Na delegacia elas entregaram a chave do carro e denunciaram a clínica. Mesmo após a denúncia, Sônia se viu ameaçada novamente, pois os donos chegaram à delegacia para confrontá-la.
“Eles começaram a gritar e ameaçar a gente na frente dos policiais”, lembra.
Vida após a fuga
Desde que deixou a clínica, Sônia luta para reconstruir sua vida. Impedida de ver os próprios filhos e ainda em busca de estabilidade emocional, ela tenta superar os traumas enquanto faz tratamento. A batalha para retomar o contato com os filhos e recuperar a confiança da família continua. “Eu só quero o direito de ver os meus filhos”, diz emocionada.
Sônia ainda carrega as lembranças dolorosas dos abusos, das agressões e do medo constante que viveu na clínica. Sua história, além de ser uma denúncia de um sistema falho e perigoso, é um grito de alerta para todos que buscam apoio em locais de recuperação. Hoje, ela vê a fuga como um renascimento. “Ou eu estaria morta hoje, ou teria matado alguém ali dentro, eu não aguentava mais nada”, finaliza.
O que diz a advogada
A representação de Sônia alega que os donos da clínica já respondem a ação cível de indenização pelos danos causados.
A advogada acrescenta que, por terem cometido vários crimes, o titular da ação penal é o Ministério Público. “Nossa cliente, assim como os demais ex-internos, é uma vítima”, diz.
A advogada diz ainda que não sabe ao certo se o caso pode se tornar um precedente.
“Estamos aguardando a audiência no processo indenizatório cível. Uma eventual ação criminal fica a critério do Ministério Público”, conta.
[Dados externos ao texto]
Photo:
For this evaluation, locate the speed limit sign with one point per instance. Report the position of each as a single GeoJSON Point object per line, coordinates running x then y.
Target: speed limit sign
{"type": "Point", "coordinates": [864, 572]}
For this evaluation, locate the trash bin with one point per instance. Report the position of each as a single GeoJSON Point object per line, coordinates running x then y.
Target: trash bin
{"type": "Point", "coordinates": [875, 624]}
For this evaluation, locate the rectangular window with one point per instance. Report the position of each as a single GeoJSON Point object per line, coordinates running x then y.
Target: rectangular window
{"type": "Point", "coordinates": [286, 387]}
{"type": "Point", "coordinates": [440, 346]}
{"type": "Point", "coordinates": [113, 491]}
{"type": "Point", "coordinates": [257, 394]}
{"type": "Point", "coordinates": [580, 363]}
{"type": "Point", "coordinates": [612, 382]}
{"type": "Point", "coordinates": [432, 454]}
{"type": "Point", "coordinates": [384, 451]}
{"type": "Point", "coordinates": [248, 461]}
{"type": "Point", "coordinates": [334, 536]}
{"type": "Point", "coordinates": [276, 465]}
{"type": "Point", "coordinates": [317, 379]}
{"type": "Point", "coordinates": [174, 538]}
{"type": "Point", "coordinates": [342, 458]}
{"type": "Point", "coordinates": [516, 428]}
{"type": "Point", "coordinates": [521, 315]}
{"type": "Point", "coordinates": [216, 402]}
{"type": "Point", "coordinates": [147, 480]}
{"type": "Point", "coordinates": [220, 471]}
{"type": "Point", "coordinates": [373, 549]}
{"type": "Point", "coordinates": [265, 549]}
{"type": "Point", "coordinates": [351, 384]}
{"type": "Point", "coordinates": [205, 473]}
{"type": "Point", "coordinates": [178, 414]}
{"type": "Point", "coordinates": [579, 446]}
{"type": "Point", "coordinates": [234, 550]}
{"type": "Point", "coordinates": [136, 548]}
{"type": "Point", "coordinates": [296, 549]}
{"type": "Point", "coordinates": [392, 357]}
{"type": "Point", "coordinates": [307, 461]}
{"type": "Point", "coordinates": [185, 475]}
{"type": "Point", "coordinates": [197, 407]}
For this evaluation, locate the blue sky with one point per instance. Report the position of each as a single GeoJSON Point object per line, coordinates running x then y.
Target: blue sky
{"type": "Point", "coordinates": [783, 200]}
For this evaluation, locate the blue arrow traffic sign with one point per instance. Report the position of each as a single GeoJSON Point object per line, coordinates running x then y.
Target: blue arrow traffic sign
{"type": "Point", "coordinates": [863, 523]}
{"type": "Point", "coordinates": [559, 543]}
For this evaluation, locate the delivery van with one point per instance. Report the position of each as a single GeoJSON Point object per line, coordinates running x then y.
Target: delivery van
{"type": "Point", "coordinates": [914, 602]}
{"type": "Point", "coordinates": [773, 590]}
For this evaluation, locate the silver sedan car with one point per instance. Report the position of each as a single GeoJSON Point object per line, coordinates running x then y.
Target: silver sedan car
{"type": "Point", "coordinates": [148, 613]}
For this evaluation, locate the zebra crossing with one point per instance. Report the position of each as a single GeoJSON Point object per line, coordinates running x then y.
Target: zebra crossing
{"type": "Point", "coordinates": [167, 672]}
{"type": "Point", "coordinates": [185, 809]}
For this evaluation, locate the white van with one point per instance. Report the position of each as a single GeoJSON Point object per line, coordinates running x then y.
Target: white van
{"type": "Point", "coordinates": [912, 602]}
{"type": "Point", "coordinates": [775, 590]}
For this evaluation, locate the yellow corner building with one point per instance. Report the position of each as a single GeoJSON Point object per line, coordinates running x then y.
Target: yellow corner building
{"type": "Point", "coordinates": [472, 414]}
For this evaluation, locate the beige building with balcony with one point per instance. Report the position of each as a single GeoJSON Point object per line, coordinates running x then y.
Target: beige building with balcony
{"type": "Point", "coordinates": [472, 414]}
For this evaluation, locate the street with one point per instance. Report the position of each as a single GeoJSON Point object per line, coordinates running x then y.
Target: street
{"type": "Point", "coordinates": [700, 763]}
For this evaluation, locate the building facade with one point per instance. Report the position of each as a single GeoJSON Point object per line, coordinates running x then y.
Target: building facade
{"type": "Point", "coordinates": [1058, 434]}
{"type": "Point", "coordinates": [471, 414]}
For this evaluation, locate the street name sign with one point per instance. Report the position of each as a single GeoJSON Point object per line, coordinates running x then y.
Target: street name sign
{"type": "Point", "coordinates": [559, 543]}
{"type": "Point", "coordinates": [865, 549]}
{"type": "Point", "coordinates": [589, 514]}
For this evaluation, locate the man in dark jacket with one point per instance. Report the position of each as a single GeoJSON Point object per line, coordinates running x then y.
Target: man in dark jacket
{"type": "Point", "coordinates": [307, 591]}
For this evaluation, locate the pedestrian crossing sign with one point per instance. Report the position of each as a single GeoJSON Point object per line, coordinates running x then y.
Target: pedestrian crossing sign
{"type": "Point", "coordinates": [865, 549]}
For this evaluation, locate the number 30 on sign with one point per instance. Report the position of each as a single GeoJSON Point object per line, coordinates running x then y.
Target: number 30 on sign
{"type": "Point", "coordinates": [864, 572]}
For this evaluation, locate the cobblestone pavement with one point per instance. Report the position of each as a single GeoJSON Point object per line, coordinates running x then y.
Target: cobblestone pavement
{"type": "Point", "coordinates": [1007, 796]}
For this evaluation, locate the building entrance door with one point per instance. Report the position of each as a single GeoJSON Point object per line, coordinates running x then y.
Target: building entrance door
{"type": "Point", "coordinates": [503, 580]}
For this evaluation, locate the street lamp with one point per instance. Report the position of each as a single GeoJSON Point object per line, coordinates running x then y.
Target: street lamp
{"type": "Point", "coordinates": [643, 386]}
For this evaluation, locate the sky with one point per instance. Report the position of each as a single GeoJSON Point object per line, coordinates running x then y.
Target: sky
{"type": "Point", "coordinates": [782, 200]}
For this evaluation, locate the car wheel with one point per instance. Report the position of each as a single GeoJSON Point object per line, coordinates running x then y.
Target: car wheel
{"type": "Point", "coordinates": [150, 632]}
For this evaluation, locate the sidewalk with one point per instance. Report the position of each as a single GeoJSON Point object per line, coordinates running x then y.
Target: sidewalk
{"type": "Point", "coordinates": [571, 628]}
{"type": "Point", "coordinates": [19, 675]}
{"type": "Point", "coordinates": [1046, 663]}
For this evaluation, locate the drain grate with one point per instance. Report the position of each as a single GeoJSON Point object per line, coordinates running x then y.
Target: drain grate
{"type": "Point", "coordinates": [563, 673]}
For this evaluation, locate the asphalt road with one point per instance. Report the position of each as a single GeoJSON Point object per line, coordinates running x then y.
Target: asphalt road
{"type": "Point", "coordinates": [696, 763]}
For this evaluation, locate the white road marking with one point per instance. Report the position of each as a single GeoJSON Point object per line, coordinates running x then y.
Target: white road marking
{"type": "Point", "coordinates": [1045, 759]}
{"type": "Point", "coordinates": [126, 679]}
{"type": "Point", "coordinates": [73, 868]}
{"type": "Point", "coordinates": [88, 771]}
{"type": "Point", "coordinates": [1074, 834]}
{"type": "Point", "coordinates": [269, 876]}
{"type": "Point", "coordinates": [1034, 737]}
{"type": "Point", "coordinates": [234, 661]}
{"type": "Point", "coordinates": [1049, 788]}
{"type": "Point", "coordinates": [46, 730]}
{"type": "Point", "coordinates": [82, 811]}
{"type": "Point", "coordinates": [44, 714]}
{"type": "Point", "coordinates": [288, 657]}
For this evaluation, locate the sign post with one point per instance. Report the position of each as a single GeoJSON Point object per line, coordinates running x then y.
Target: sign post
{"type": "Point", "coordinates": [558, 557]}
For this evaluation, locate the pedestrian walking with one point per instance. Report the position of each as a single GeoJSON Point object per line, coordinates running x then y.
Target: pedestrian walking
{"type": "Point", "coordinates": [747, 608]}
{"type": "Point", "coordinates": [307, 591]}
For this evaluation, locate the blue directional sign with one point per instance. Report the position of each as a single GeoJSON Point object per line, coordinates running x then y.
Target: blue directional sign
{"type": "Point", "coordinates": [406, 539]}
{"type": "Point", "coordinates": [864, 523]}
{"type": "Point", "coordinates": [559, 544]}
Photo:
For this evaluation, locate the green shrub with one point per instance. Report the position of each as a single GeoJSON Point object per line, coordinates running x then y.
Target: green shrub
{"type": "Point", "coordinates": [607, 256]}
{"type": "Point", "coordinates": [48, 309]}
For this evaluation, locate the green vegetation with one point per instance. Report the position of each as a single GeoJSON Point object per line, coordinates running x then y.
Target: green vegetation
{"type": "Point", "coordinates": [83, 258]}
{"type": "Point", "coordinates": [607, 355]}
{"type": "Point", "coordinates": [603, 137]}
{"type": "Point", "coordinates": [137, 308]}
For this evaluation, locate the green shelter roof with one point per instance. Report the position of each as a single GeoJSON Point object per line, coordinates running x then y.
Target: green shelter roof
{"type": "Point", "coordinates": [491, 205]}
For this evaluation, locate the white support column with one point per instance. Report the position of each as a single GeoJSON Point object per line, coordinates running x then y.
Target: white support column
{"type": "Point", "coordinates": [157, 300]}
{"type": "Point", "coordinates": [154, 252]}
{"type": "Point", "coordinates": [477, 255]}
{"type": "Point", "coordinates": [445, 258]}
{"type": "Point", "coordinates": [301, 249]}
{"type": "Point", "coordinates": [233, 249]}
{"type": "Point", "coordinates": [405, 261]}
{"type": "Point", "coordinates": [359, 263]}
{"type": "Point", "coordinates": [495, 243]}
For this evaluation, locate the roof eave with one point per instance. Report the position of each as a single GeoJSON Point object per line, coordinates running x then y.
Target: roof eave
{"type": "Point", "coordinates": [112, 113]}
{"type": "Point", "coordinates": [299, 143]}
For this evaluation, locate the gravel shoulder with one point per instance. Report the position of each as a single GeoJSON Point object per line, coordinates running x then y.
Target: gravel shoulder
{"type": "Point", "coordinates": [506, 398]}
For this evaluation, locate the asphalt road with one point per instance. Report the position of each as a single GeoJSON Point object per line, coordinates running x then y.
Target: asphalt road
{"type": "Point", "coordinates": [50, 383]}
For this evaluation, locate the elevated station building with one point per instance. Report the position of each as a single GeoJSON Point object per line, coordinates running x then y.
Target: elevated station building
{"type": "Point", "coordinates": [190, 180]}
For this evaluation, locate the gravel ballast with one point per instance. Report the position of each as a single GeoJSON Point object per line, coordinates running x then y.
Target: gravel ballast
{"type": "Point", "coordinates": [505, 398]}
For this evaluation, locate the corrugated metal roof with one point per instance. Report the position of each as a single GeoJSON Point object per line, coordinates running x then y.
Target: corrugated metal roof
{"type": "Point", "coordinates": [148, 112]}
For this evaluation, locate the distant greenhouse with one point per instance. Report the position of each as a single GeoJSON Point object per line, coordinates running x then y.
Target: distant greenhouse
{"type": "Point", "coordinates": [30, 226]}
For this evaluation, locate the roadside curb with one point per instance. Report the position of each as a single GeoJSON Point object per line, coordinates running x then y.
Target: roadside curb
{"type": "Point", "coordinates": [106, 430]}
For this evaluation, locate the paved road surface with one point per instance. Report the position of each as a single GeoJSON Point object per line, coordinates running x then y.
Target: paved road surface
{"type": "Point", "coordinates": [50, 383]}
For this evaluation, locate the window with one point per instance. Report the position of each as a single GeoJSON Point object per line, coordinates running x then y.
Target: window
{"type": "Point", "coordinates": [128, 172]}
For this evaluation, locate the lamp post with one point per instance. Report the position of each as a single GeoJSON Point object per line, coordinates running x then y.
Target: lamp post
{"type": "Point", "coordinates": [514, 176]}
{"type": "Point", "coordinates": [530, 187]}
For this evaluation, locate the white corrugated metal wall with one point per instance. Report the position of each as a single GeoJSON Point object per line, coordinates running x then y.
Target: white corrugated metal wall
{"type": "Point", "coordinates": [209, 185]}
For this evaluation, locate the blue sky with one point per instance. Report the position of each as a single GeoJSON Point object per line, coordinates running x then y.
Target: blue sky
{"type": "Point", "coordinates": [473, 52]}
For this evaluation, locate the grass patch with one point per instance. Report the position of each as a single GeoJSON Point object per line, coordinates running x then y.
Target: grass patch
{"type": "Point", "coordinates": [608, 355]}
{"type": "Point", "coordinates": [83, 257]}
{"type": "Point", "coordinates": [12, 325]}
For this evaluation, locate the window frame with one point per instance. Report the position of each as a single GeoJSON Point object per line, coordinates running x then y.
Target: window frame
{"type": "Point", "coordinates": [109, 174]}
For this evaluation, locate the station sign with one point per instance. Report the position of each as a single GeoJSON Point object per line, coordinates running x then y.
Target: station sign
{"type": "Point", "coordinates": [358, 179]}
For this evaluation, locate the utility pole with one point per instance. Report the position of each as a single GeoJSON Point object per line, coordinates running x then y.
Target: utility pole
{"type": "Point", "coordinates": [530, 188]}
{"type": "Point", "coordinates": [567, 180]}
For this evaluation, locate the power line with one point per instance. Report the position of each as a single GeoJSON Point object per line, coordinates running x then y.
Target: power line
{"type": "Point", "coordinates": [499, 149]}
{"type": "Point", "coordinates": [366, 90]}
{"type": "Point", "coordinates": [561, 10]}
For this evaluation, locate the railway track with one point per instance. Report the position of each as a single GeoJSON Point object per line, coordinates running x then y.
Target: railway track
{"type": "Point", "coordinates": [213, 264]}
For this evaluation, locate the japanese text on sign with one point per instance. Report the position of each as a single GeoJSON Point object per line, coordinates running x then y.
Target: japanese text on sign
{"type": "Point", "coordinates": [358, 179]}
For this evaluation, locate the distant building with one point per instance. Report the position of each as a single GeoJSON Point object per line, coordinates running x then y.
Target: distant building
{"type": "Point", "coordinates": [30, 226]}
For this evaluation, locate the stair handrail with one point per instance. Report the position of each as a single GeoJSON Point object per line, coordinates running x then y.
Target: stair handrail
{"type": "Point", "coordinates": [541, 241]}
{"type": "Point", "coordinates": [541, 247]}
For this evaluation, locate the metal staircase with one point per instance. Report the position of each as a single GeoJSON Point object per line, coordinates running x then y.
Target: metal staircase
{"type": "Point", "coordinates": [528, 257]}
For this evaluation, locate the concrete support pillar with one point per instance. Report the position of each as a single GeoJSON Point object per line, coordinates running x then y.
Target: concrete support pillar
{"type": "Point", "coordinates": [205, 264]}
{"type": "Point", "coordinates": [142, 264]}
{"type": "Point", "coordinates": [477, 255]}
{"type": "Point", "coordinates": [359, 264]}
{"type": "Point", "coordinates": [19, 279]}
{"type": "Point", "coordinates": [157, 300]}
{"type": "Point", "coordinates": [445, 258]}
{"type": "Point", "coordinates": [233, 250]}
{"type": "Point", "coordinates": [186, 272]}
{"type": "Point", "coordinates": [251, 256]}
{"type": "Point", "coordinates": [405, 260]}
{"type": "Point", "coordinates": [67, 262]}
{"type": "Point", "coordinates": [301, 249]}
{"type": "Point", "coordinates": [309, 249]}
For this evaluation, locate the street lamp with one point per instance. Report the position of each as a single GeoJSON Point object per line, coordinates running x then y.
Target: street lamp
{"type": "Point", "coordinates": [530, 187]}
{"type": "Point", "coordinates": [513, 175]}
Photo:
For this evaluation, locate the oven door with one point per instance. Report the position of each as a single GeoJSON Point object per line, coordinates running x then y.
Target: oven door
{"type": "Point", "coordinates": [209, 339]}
Ela chama atenção também para o cuidado que as famílias precisam tomar antes de internar alguém. “É preciso se certificar de que a clínica é regularmente autorizada e devidamente licenciada para prestar tratamentos terapêuticos. Além de saber quem são os médicos e psicólogos responsáveis, e se as instalações são adequadas”, explica.